Daniel Ruttloff, NRW School of Governance

Seit anderthalb Jahren hören wir täglich von der Corona-Pandemie — in den Nachrichten, im Fernsehen, von Politikern. Mit den niedrigen Inzidenzen im Sommer und der fortschreitenden Impfkampagne hat sich die Lage etwas entspannt. Inwiefern spielen das Virus und seine Bekämpfung eine Rolle in den Werbekampagnen der Parteien zur Bundestagswahl? Sprechen sie über ihre Taktiken zur Bewältigung der Krise und über die Gestaltung der Zeit nach der Pandemie? Wir haben uns die Online-Wahlkämpfe der Parteien angeschaut und nach Spuren der Pandemie gesucht.

Insgesamt scheint die Coronakrise im Online-Wahlkampf ins Vergessen geraten. So wird die Coronapandemie derzeit politisch von anderen Krisen überschattet: der Klimawandel und seine Auswirkungen wie das Juli-Hochwasser und die humanitäre Krise in Afghanistan.

So posten beispielsweise die Grünen auf Twitter seit dem Ahrhochwasser nur noch vereinzelt zur Coronapandemie.

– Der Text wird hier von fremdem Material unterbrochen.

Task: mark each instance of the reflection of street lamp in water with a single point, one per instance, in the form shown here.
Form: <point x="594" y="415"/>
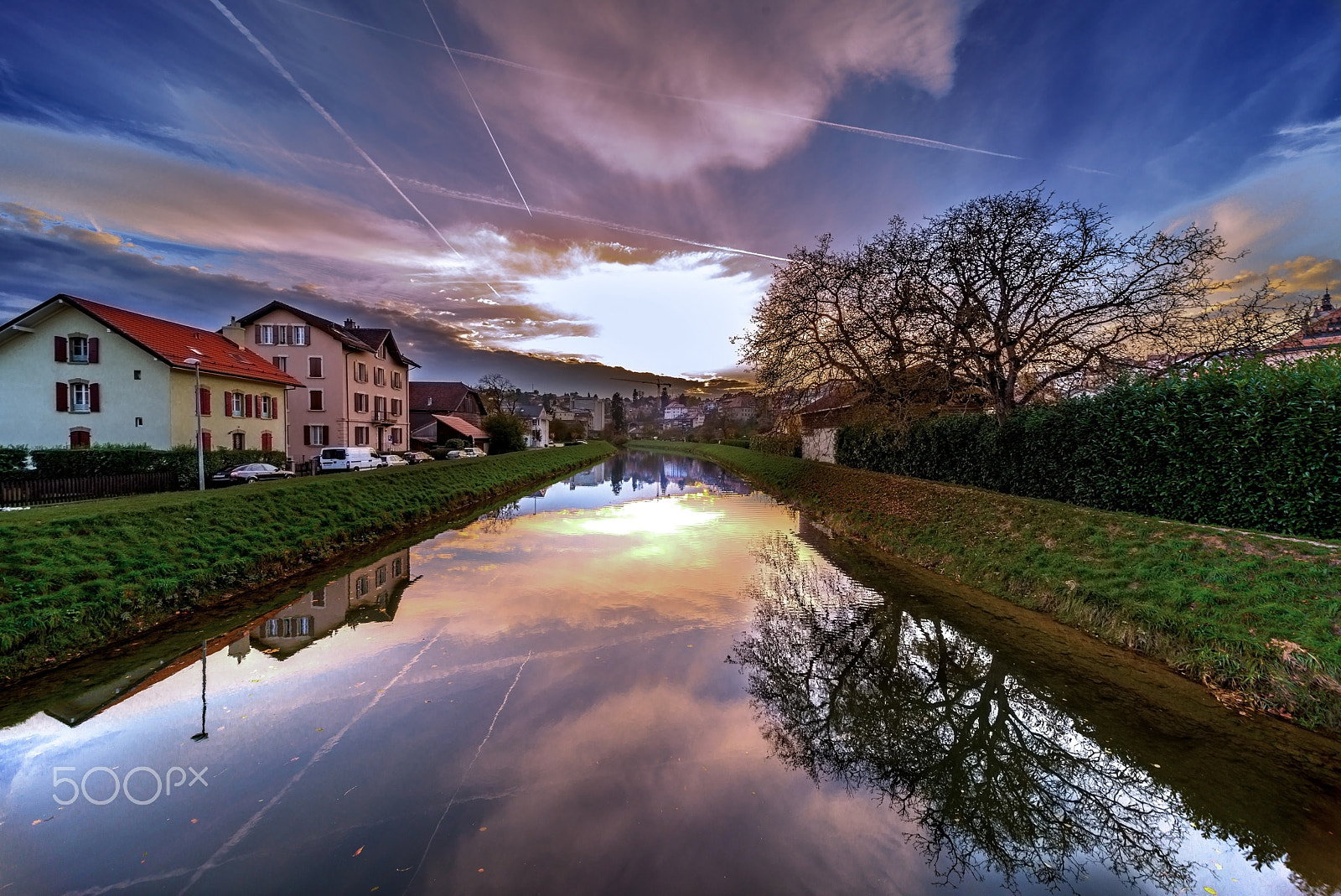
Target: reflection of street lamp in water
<point x="205" y="655"/>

Der Fokus liegt auf Ökologie als dem Markenkern der Partei.

Mit Blick auf die Coronapandemie unterscheidet sich die AfD deutlich von den anderen im Bundestag vertretenen Parteien. Die Unionsparteien, die Grünen, die SPD, die FDP und die Linkspartei sehen die Coronapandemie als etwas, was die großen Probleme unserer Gesellschaft aufgedeckt hat: Wie steht es um die Digitalisierung in Deutschland? Oder wie werden Kinder berücksichtigt werden bei Schutzmaßnahmen und Luftfilteranlagen in Schulen. Corona dient hier als Auslöser für Reformideen und für die Forderung für Umdenken in Gesellschaft und Wirtschaft.

Die AfD kritisiert hingegen die Maßnahmen selbst. Die AfD sieht sich als Fundamentalopposition gegen die Regierung und deren Vorschläge, aber auch gegen die Bevormundung durch linksliberale städtische Eliten, in Teilen auch gegen abstrakte Wissenschaft. So möchte die AfD am liebsten alle Maßnahmen gegen die Pandemie sofort aufheben. Gerade in den Sozialen Medien bezieht sie sich auf Verschwörungsmythen und Desinformation. Beispielsweise zweifeln sie die Rechtstaatlichkeit der Maßnahmen an und fordern, dass endlich wieder die Grundrechte für alle gelten müssten. Das ist Wasser auf die Mühlen der Verschwörungsgläubigen. Auch bezeichnen sie die Lockerungen von Maßnahmen für Geimpfte als „Impf-Apartheit". Dabei schaltet die AfD sehr viel mehr Werbung auf den Social-Media-Plattformen als die anderen Parteien. Viel davon bezieht sich eindeutig auf Narrative von Verschwörungstheoretikern.

Mit dieser Kombination von viel Werbung und Verschwörungsmythen will die AfD vermutlich kritische Gruppen wie die Querdenker-Bewegung als Wähler gewinnen.

Insgesamt adressiert vor allem die AfD die Coronapandemie im Wahlkampf. Bei den anderen im Bundestag vertretenen Parteien rücken bereits andere Themen in den Vordergrund.